Performing and Exploring in Estonia

Posted By on May 22, 2006

After twenty-two years of orchestral employment, I thought I had played just about every major work ever written, especially the grand works composed before 1960. Yet here I sat in an airplane heading for Tallin, Estonia and in my horn case is the first horn part to Sir William Walton`s Symphony Nr. 1. The Orchestre Philharmonique du Luxembourg under the baton of Mr. Bramwell Tovey was booked to perform the 45-minute work three times on this trip. For the uninitiated who may have the Walton Symphony on your next season`s agenda, be sure you get free for the first half of the concert! Having said that, I understand it is performed in Britain rather often.
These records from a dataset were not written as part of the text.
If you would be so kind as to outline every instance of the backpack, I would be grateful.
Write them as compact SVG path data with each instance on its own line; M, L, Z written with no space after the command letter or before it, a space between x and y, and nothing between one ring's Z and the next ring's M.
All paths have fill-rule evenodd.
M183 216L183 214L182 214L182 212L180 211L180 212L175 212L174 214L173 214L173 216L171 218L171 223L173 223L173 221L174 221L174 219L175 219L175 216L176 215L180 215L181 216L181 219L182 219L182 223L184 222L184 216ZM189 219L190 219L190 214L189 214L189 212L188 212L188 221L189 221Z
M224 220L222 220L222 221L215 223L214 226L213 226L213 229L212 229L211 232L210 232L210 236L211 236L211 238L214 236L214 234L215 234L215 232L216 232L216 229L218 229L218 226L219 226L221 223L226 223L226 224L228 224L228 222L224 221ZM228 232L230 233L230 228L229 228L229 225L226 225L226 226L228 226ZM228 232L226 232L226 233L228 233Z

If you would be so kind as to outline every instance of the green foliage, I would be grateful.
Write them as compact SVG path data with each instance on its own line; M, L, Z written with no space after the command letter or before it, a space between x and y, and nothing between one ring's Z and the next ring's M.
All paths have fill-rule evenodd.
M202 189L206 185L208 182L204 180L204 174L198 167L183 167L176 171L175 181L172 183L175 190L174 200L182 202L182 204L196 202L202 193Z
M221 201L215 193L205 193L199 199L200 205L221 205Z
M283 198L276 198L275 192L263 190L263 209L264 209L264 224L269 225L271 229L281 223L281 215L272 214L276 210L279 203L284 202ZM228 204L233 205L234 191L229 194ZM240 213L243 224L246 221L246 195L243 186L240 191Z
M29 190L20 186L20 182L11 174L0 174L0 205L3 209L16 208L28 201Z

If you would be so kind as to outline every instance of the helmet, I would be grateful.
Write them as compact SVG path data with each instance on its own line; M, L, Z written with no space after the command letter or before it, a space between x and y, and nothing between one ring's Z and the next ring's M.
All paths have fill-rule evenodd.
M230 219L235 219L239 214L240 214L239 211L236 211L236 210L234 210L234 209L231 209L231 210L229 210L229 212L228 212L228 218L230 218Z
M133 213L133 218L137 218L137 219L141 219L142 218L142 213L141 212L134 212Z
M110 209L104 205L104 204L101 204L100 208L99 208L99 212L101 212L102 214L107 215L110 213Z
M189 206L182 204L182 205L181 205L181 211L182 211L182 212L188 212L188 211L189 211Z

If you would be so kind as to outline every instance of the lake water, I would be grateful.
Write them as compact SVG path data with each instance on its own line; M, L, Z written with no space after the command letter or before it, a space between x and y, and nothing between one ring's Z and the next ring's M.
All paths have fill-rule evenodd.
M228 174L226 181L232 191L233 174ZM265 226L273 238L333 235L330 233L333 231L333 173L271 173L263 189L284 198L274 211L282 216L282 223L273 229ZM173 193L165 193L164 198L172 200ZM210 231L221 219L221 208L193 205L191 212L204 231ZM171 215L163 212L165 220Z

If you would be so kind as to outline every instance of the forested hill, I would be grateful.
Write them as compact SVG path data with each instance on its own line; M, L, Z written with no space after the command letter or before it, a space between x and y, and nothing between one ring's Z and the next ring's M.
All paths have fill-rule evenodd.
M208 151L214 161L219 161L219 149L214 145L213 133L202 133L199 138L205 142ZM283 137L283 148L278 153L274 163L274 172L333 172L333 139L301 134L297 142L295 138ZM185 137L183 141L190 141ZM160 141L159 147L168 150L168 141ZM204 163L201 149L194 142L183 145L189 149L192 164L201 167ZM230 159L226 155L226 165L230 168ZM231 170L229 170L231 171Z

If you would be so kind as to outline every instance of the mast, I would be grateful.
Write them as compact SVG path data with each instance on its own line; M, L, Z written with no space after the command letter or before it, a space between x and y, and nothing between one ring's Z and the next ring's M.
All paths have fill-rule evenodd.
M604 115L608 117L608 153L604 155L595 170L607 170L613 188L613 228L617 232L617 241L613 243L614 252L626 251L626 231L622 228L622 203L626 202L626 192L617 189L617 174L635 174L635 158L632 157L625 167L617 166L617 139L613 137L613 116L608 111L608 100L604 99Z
As is usual for me on these tours, I happily combine the musical purpose of being there in the first place with an enthusiastic exploration of both the city and its cuisine. The old town of Tallin proved to be a total delight in every way. It was of course part of the Hanseatic League for centuries (I say, of course, but actually I did not know this until I arrived) and has preserved most of the old buildings, cobblestone streets and charm that its partner Hanseatic cities possess. The restraunts and souvenir stores push the “medieval thing” pretty hard as a gimmick, but hey, it works for me! I climbed to the top of the Oliviste Church to behold a spectacular view of the city and its harbor and I visited the Russian Orthodox, Catholic and Protestant churches, each very different from the other (disproving a statement I over heard from an elderly german tourist who, siting on a park bench while his wife explored one of the churches said, “Sie sehen alle gleich aus.”) And after the concerts we were able to chose between Estonian, Russian, Chinese, Italian, and Indian fare, as well as something they referred to as “Caucasian Food” (Glazed Ham and Macaroni and Cheese, Tuna Casserole with those potato chips crumbled on top?) But for me the best surprise was hidden deep in the ancient and windy cobblestoned streets, somewhere a little bit off the normal tourist path. Across the street from a fascinating antique shop was a tiny place called “Texas Honky Tonk Cantina”. Naw ya gotta luv a town that hassa joint lahk thayat!